General characteristics
- Class & type: V1-class destroyer
- Displacement: 570 tons standard
- Length: 70.20 m (230 ft 4 in)
- Beam: 7.60 m (24 ft 11 in)
- Draft: 3.10 m (10 ft 2 in)
- Propulsion: AEG-Vulcan 4 coal burning, 2 funnels
- Speed: 32 knots (59 km/h; 37 mph) maximum
- Armament: 2 × 8.8 cm (3.5 in) SK L/30 guns; 4 × 500 mm (20 in) torpedo tubes;

= Greek destroyer Nea Genea =

Nea Genea (Α/Τ Νέα Γενεά, "New Generation") was a destroyer that served in the Royal Hellenic Navy from 1912 to 1919. She was originally the German destroyer V-6.

== Service ==

The ship, along with one of her six sister ships of V-class destroyers, , was ordered from Germany. They were purchased before entering service in the German Navy, from the German shipyard Vulcan AG in Stettin, when the Balkan Wars were underway.

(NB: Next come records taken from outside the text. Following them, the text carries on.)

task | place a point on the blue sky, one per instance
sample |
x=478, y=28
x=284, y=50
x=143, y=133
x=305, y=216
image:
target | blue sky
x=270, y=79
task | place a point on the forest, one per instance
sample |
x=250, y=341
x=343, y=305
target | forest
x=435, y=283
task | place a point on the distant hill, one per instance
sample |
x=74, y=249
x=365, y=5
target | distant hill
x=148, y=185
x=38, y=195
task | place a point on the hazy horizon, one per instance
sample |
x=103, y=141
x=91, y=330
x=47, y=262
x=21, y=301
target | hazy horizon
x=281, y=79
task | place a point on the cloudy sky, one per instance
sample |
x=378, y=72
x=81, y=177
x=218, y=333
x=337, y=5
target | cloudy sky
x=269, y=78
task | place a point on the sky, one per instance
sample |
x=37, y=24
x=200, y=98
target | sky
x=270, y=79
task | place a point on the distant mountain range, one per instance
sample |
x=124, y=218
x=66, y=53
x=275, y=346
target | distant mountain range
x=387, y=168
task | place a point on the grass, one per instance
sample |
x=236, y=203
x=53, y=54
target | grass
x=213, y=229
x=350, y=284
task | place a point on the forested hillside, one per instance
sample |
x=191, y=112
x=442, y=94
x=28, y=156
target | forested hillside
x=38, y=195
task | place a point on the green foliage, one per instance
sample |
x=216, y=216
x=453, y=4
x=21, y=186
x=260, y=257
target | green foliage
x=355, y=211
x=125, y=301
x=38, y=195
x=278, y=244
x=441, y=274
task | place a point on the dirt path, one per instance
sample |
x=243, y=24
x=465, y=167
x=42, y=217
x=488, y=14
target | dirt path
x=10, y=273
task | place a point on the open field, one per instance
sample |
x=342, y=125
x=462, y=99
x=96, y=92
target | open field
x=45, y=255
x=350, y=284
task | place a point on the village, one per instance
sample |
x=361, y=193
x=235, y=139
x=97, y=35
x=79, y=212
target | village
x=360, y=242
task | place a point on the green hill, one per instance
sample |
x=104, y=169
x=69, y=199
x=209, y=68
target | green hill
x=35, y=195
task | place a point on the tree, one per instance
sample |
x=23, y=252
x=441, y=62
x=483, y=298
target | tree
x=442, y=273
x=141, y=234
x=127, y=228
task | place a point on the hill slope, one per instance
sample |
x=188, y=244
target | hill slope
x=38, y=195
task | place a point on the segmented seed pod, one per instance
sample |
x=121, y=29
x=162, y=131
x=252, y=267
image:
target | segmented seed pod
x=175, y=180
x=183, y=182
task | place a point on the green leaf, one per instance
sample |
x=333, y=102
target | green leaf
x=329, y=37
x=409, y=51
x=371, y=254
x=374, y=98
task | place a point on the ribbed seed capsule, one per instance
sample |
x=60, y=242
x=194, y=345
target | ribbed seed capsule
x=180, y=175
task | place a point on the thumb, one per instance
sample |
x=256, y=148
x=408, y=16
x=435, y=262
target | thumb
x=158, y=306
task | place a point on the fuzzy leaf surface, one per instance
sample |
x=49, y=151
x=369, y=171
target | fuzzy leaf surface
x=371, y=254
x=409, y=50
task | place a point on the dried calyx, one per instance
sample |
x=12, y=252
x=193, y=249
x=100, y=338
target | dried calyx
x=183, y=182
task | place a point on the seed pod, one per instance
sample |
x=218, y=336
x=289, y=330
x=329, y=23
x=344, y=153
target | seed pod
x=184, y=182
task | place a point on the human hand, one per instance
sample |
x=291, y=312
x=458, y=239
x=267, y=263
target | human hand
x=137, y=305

Later, during World War I, Greece belatedly entered the war on the side of the Triple Entente and, due to Greece's neutrality the two ex-German V-class ships were seized by the Allies in October 1916, taken over by the French in November and served in the French Navy from 1917 to 1918. By 1918, they were back on escort duty under Greek colors, mainly in the Aegean Sea.

Nea Genea was stricken in 1919 and scrapped in 1922.